Another whose business is mainly at the complex after closing a factory in China said, “Since factories are like living organisms, even a one-day closure brings a lot of problems. But I have no choice but to stop operations due to a partner company’s refusal to send raw materials.”

“We’ve never have felt threatened like this before,” yet another businessman said. “The situation is graver than when North Korea conducted a nuclear test and launched missiles. As China and Taiwan separate politics from economic issues, we hope South and North Korea do the same.”

A company representative whose factory began operation in November last year said he has a deluge of calls from clients on if he can finish their orders on time. “Persuasion is not enough to assure them,” he said. “A decline in orders means the end of business.”

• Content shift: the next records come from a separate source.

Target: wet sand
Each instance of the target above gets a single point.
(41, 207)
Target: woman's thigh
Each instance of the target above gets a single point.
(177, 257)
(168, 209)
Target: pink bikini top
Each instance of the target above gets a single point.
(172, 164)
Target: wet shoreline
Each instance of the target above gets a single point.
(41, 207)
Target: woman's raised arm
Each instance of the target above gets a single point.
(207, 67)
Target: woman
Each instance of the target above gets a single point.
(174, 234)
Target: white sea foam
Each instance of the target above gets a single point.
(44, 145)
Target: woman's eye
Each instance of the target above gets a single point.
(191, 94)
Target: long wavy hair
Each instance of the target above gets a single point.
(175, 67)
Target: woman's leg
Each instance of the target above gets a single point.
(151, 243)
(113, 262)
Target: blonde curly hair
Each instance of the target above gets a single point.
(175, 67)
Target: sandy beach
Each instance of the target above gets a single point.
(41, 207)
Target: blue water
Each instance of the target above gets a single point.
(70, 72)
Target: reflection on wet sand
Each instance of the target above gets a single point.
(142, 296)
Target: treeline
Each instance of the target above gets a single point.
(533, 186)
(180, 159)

Another CEO stressed the gravity of the situation, recounting what North Korean Lt. Gen. Kim Yong Chol asked him when Kim came for an inspection Thursday last week.

“Unlike at other companies, Kim stayed at mine for 45 minutes and said, ‘Why don’t you move to the South? How long it will take to move? We will recover the land because it belongs to the military,’” he said.

Despite the North’s nuclear test and missile launches, South Korea has come up with no fundamental solutions to the problem, said another company representative, adding, “Calm responses don’t solve problems. The government should devise clear countermeasures to prevent a repeat.”

“The government says it is doing its best. In the eyes of businesses here at the complex, however, the government’s efforts are so insufficient, it seems to have waited for such moves from North Korea,” said another CEO.

The business representatives urged Seoul to come up with practical solutions by the end of this month.

To this, Unification Minister Kim said, “Some demand that the government respond to the North’s threat with firm determination. The government is always supporting you, so we hope for no overreaction to the situation.”